Embora considere que Portugal "tem canais a mais", José Paquete de Oliveira, primeiro provedor do espectador da RTP, diz que a televisão privada, "com defeitos e virtudes, liberalizou o espaço televisivo", e "forçou a RTP a ser menos institucional". Só isso é uma grande vitória. Já José Azeredo Lopes, antigo presidente da ERC, questionado sobre o que o novo regulador mudou na TV, entende que a regulação "não pode, nem deve, ter a pretensão de "mudar" a TV. Mas deve sentir como seu dever impor o cumprimento de regras básicas".
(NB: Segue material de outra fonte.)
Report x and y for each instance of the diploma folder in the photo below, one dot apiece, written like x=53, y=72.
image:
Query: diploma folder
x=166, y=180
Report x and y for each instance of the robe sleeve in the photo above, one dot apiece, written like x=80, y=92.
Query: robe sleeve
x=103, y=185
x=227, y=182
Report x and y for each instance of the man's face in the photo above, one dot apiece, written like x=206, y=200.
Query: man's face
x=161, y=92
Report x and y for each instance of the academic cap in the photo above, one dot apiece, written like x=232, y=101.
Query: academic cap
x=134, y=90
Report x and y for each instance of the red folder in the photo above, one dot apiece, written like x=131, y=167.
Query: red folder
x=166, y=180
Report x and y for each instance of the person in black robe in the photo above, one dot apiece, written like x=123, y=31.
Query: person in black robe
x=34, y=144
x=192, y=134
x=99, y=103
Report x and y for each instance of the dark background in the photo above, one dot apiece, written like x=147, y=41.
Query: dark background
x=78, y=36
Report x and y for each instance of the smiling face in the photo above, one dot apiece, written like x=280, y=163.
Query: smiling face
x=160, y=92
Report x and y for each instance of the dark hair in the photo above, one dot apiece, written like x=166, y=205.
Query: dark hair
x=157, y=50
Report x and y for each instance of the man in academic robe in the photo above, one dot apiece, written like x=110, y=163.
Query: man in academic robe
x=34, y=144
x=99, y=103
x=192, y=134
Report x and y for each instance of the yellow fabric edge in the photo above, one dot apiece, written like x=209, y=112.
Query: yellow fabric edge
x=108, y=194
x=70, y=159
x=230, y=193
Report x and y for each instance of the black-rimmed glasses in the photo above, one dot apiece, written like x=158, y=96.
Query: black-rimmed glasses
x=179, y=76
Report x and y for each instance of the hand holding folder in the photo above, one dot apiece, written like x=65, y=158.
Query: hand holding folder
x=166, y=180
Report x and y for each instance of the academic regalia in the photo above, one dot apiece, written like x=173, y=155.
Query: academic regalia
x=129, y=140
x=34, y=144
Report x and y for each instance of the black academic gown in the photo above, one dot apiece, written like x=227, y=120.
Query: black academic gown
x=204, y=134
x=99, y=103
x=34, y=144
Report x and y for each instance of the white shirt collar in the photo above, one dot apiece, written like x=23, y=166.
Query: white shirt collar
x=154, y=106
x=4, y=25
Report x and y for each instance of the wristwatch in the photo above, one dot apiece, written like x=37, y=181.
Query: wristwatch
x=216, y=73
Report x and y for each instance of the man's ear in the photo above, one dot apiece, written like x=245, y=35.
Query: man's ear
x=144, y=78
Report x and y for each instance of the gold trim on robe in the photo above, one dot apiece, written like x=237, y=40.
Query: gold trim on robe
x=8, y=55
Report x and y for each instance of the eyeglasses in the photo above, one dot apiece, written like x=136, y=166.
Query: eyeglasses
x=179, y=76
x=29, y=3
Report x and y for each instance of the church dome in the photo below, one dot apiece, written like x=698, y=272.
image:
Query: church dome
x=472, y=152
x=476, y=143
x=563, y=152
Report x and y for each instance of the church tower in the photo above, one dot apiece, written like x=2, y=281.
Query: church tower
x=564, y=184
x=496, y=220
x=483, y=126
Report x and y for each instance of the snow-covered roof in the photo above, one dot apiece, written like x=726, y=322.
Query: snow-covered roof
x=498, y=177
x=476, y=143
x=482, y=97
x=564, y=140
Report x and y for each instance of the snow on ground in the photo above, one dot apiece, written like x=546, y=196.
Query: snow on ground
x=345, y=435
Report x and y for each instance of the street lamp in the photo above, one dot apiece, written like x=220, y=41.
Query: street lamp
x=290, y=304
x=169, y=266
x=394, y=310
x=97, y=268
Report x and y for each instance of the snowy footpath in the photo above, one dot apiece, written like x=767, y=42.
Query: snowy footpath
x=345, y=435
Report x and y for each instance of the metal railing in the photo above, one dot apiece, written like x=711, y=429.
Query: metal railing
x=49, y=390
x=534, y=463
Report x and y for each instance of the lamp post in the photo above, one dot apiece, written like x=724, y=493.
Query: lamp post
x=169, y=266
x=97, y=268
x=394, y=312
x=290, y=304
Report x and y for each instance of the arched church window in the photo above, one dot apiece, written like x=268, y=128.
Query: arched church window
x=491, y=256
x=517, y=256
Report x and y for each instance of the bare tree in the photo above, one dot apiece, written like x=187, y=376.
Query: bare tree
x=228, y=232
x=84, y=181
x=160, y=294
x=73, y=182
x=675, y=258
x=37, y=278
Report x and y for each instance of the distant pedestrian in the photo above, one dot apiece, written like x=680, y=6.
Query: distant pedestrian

O resumo da "nata" destes 20 anos é de Marcelo Rebelo de Sousa: "A autorização das televisões privadas; a contratação de Emídio Rangel por Francisco Pinto Balsemão; a contratação de José Eduardo Moniz por Belmiro de Azevedo e a sua manutenção no cargo por Paes do Amaral. Também foi marcante o momento em que a Igreja saiu da TVI e este canal se transformou num canal competitivo. Foi marcante a criação do primeiro canal de notícias especializado, a SIC Notícias, que obrigou depois a RTP e a TVI a criarem um canal semelhante. Foi muito marcante um tipo de informação desenvolvida na justiça, nomeadamente a justiça criminal. Foi marcante a mudança do papel do futebol na televisão. Foi marcante a viragem das televisões para obras sociais: há cada vez mais momentos marcantes na televisão. A mudança é a grande constante na televisão em Portugal. Por isso, os desafios que se colocam são cada vez mais difíceis. Uma outra grande mudança foi o facto de o cabo ter passado a ganhar, desde o Verão de 2011, aos restantes canais. O peso da Internet e do multimédia é também marcante. Daqui a dois ou três anos, a televisão em Portugal vai ser muito diferente do que é hoje."

É Guilherme Costa, até há poucas semanas presidente da RTP, que levanta o véu. "A televisão do futuro incorporará fortemente as tecnologias digitais, assumindo uma fortíssima convergência com a Net e um uso exponencial dos novos dispositivos, designadamente os smartphones e os tablets. Focar-se-á na actividade editorial, desintegrando-se das actividades (...) de produção e distribuição. E os operadores de televisão terão de alinhar a sua estrutura com os novos modos de consumir."